In the 13-minute call, held two days ahead of Rosh Hashanah, Trump recounted how he asked an Israeli citizen what the nicest thing he’s done for Israel is, and that they told him it was pulling out of the Iran deal.
“The point is if he were planning to reverse it — that is, if he were planning a second Iran deal — he wouldn’t have mentioned that on a call with Jewish leaders,” Menken, from Upper Park Heights, said. “One thing people do not accuse Trump of is subtlety.”
Rabbi Rory Katz of the Congregation of Chevrei Tzedek in Cheswolde was not surprised, though.
“I think it unfortunately represents his misunderstanding of the Jewish community.” Katz was not among the clergy who participated in the call, but she pointed out that for Trump to mention this in a neutral holiday greeting insinuated that he thinks all Jews have the same political stance.
“A lot of American Jews supported the Iran deal. It is a conflation between Israel and American Jewish people,” Katz said.
Trump introduced Elan Carr, the State Department’s anti-Semitism monitor, who gave a brief accounting of his work combating anti-Semitism on the far left, the far right and among Islamist extremists.
Norm Coleman, the chairman of the Republican Jewish Coalition and a former Minnesota senator, thanked Trump for intensifying sanctions on Iran but asked him what more he planned to do about Israel’s deadliest enemy.

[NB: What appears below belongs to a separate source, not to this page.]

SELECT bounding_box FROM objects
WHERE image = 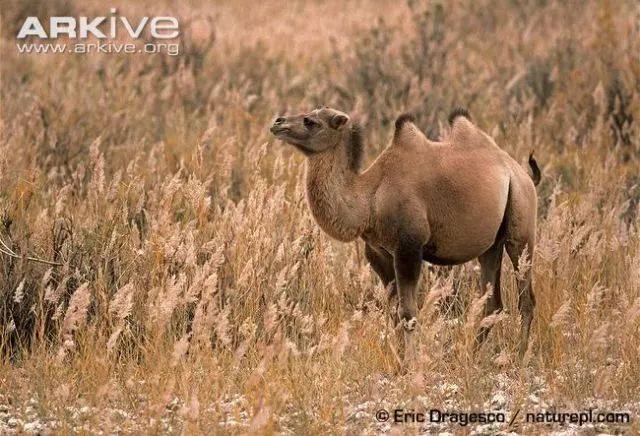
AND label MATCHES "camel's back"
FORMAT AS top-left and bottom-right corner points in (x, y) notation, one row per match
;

Trump recently parted ways with John Bolton, his national security adviser, who had counseled increasing the threat of military engagement as a means of forcing Iran to end its nuclear programs.
“I don’t want military conflict,” Trump said. “We’ve offered to talk, we’ve offered to discuss things…I’ve shown great restraint and hope that Iran likewise chooses peace.”